Rebecca Twersky-Kengmana, MD
Psychiatrist in private practice, New York, NY
Dr. Twersky-Kengmana has disclosed that she has no relevant relationships or financial interests in any commercial company pertaining to this educational activity.
Unbiased medical research is essential to the process of informed clinical decision-making. Unfortunately, some degree of research bias is unavoidable, so the best approach to conducting a study is to attempt to minimize bias, wherever possible.

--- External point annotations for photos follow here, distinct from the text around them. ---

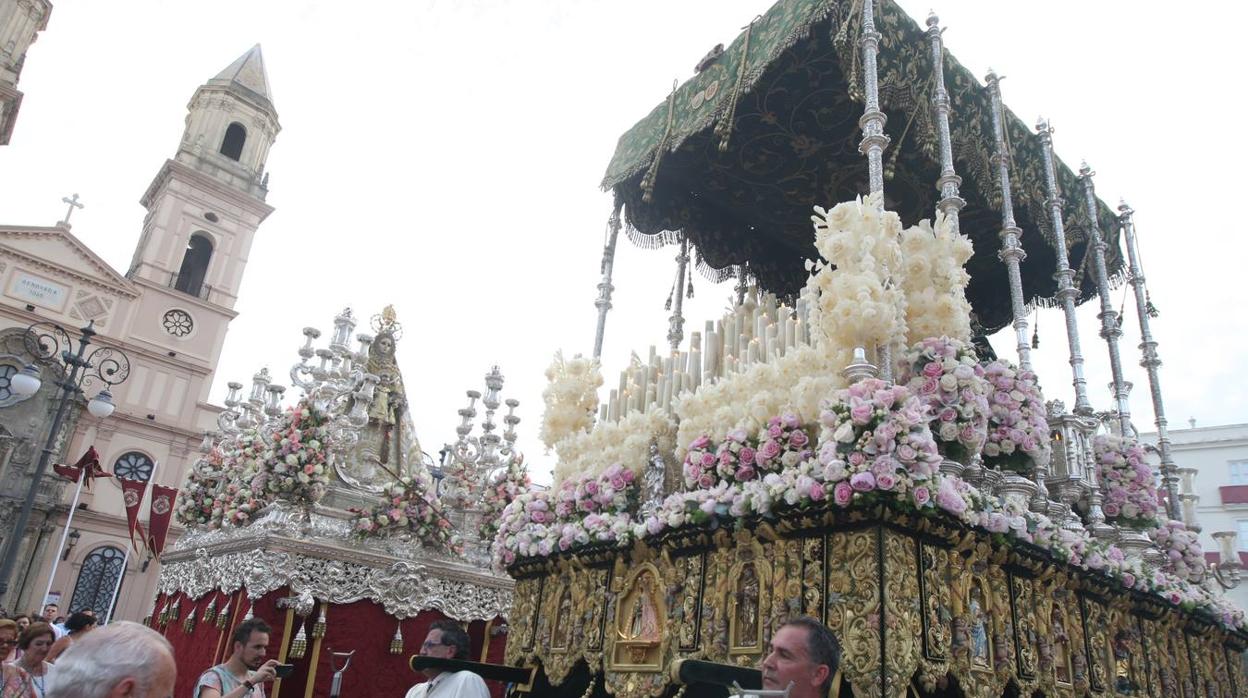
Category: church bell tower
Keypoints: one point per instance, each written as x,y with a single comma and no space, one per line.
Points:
204,209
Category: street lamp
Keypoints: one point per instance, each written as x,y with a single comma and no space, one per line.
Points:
49,342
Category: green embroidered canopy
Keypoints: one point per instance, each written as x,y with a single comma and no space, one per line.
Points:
736,156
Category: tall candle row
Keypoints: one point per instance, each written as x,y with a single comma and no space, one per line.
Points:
759,330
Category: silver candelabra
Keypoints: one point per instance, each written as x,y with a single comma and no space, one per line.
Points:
474,458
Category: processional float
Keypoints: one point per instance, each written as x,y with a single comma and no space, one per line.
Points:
330,521
843,443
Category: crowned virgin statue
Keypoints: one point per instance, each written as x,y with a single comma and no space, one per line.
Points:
387,447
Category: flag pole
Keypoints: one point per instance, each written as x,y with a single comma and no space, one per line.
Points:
125,560
60,550
121,576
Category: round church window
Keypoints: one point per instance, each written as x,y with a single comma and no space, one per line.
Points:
179,322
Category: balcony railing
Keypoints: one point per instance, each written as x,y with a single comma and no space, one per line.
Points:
190,286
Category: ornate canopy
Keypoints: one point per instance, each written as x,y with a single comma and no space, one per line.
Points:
736,156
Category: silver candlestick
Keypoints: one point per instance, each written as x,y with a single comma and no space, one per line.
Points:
1065,275
1151,361
1011,235
1110,326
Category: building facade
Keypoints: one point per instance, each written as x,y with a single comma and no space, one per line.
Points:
169,314
20,24
1216,458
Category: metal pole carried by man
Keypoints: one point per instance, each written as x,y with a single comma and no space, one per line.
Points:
50,344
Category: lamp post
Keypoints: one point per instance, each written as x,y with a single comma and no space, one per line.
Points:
106,366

Bias in research can be defined as any “condition that produce(s) results which depart from the true values (in a study) in a consistent direction” (Riegelman RK, Studying a Study and Testing a Test, 4th ed: Lippincott Williams & Wilkins, Philadelphia;2000). Bias is also referred to as “systematic error.”
It’s important to understand what bias is not. Bias is not fraud, as it does not involve intentional prejudice. Bias is also not random error, which creates deviation in results strictly by chance, and can be mitigated with a large enough study sample.
Put simply, bias has to do with the unintentional skewing of results due to human failings such as poor trial design or unconscious wishes for desirable outcomes.
Bias can occur anywhere in the process from initial concept to publication. For convenience, we will examine four stages in the research process—study design, study implementation, data analysis, and post study/publication—and the biases inherent in these stages (although there is a certain amount of overlap).
Biases in Study Design
To avoid bias, any study needs to be fully and clearly conceptualized from the outset.
Conditions and subjects need to be well defined to avoid definitionbias. Examples of definition bias are ambiguity about what constitutes severe versus moderate anxiety, or what score on a symptom rating scale qualifies a subject for a trial.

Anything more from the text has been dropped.